A. CUDA Mode (Recommended for GPU servers)
If your production server has an NVIDIA GPU (e.g. on AWS, GCP, or runpod), Ollama will auto-detect it.
- Troubleshooting Driver Mismatches: If your driver version is older than the CUDA compiler version, you may hit a PTX compilation error. Ensure your NVIDIA driver is updated, or override the LLM library manually:
Environment="OLLAMA_LLM_LIBRARY=cuda_v11"
B. Vulkan Mode (Alternative GPU Mode)
If you are running on a server or workstation that has driver-level CUDA overrides (such as Windows with mismatching CUDA Toolkits), you can force Ollama to use the Vulkan graphics compute pipeline instead:
Environment="OLLAMA_LLM_LIBRARY=vulkan"
C. CPU-Only Mode (Recommended for Standard VPS)
If you deploy to a standard cloud VPS (like DigitalOcean or Linode) without a dedicated GPU:
- Ollama will automatically fall back to CPU execution.
- To prevent memory hogging, limit the parallel threads and allocate standard memory pools:
Environment="OLLAMA_NUM_PARALLEL=1" # Disable GPU loading entirely to avoid driver search overhead Environment="CUDA_VISIBLE_DEVICES=" Environment="OLLAMA_CUDA_VISIBLE_DEVICES="
3. Keeping Models "Always Online"
By default, Ollama unloads a model from memory (RAM or VRAM) after 5 minutes of inactivity to conserve resources. On a public website, this is undesirable because the first user who triggers a synergy check or chat prompt will experience a 20-30 second lag while the model loads from disk.
To make the models always online for sub-millisecond, instant response times:
- Set
OLLAMA_KEEP_ALIVE="-1"in your systemd service environment (or system environment variables). - This keeps loaded models (
embeddinggemmaandgemma4:e2b) cached in memory indefinitely.
4. Reverse Proxying with Caddy
To secure your API calls and enable conversational features on the web, configure Caddy (which serves takescake.com) to reverse proxy request routes to your local node app and Ollama instance if exposing endpoints.
Example Caddyfile configuration block:
takescake.com {
# Reverse proxy main Next.js App
reverse_proxy localhost:3000
# Optional: Securely expose Ollama locally for server-to-server calls
# reverse_proxy /api/ollama/* localhost:11434 {
# header_up Host {upstream_host}
# }
}
5. Nightly Database Update Loop
MTG sets and market prices change constantly.
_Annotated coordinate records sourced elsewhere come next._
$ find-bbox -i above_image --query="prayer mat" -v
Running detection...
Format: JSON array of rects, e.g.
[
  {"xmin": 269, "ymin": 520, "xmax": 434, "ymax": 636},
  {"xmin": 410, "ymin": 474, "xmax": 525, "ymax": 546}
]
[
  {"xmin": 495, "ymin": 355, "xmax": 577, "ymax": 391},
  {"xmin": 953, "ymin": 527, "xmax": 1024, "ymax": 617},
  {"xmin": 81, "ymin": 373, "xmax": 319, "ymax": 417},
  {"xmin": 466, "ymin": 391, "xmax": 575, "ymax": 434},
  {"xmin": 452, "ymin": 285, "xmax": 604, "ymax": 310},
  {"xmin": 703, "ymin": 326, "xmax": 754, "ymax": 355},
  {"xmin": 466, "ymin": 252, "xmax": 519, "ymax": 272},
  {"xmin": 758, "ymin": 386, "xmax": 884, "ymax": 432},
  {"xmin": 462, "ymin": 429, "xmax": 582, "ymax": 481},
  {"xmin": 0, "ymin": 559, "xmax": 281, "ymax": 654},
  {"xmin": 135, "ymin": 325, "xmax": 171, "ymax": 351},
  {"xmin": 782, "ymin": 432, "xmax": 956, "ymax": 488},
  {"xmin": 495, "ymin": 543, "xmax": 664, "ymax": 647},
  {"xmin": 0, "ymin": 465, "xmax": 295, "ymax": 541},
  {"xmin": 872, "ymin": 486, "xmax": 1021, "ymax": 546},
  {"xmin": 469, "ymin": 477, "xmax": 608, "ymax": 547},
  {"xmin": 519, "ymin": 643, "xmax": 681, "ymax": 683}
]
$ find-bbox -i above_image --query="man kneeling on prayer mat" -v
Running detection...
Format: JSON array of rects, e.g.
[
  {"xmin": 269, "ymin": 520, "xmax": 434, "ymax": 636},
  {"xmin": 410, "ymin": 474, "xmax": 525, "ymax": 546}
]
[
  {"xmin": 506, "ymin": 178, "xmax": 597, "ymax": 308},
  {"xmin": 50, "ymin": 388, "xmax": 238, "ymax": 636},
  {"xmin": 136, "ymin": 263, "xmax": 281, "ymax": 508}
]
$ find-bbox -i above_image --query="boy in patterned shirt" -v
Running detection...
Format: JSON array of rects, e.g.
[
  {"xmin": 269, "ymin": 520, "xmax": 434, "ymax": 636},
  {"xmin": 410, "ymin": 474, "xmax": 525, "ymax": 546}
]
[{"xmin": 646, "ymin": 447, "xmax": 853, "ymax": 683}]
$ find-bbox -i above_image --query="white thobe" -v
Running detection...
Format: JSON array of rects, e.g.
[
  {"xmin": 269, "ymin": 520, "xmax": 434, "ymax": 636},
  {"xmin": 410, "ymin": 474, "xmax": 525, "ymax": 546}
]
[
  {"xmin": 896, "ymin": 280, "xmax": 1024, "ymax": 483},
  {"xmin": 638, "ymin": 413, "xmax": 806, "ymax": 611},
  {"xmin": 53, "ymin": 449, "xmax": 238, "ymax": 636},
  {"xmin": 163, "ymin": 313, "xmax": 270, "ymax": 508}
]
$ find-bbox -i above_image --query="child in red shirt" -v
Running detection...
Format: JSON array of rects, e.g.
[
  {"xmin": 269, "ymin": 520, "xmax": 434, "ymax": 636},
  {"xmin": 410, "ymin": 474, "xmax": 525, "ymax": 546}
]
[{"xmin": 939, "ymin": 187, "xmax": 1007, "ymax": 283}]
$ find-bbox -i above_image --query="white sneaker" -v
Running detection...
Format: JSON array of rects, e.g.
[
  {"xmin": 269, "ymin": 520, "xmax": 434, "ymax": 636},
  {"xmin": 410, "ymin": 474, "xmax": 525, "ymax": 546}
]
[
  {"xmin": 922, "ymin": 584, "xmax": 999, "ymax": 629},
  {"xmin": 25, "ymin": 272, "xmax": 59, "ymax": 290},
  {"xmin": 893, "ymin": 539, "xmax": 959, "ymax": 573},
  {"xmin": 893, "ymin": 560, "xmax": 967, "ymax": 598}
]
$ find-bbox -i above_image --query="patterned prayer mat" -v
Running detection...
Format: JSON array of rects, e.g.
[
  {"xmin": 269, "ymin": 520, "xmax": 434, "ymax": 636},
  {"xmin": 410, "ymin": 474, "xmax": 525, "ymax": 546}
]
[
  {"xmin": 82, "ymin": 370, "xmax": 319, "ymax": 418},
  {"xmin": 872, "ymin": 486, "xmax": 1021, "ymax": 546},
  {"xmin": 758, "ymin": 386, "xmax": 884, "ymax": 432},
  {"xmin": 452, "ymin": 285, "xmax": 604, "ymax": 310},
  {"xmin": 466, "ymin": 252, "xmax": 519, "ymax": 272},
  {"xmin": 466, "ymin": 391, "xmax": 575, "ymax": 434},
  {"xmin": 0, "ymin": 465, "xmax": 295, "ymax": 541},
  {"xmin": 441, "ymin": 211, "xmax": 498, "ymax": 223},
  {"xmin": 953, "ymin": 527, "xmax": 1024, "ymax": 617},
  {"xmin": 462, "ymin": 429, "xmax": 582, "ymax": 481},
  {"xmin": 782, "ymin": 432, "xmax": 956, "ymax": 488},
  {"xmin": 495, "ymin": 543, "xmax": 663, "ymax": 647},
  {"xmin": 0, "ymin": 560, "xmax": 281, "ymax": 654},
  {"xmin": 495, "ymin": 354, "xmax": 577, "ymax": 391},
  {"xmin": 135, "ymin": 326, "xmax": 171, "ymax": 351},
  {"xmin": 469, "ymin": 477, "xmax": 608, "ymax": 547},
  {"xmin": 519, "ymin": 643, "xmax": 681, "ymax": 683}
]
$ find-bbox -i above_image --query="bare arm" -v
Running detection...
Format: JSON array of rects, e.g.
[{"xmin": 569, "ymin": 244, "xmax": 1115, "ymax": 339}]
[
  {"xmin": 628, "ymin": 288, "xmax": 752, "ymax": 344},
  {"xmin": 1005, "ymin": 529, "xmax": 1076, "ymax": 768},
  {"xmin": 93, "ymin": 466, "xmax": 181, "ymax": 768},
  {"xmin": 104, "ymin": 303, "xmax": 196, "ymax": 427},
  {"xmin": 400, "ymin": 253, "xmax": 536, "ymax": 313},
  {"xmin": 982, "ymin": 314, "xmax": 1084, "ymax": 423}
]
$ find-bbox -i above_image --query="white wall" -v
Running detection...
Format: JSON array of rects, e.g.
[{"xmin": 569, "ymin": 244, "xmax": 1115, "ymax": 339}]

To keep your database current:
A. Built-in Automation Scheduler (Node Server)
If running the custom server with automation enabled, add these variables to your production .env file:
AUTOMATION_ENABLED=1
AUTO_PRICES=1
AUTO_CARDS=1
AUTO_EMBEDDINGS=1
# Incremental embeds only (faster)
INCREMENTAL=1
This will run:
prices:build- hourly (caches TCGplayer prices locally totcgcsv-prices.json).cards:update- weekly on Sunday (pulls new sets from Scryfall).cards:embeddings- triggers incrementally to generate vectors for any newly released cards.
B. Standard Linux Crontab (External)
If you prefer system cron tasks, add these jobs to your root crontab (crontab -e):
# Build prices daily at 21:10 UTC (10 mins after TCGcsv updates)
10 21 * * * cd /srv/takescake && bun run prices:build >> /var/log/takescake/prices.log 2>&1
# Update cards index weekly on Sunday at 03:00 UTC
0 3 * * 0 cd /srv/takescake && bun run cards:update >> /var/log/takescake/cards-index.log 2>&1
# Run incremental embeddings sync weekly on Sunday at 04:00 UTC
0 4 * * 0 cd /srv/takescake && INCREMENTAL=1 bun run cards:embeddings >> /var/log/takescake/embeddings.log 2>&1
By following this runbook, your production server will remain performant, up to date, and resilient under high traffic!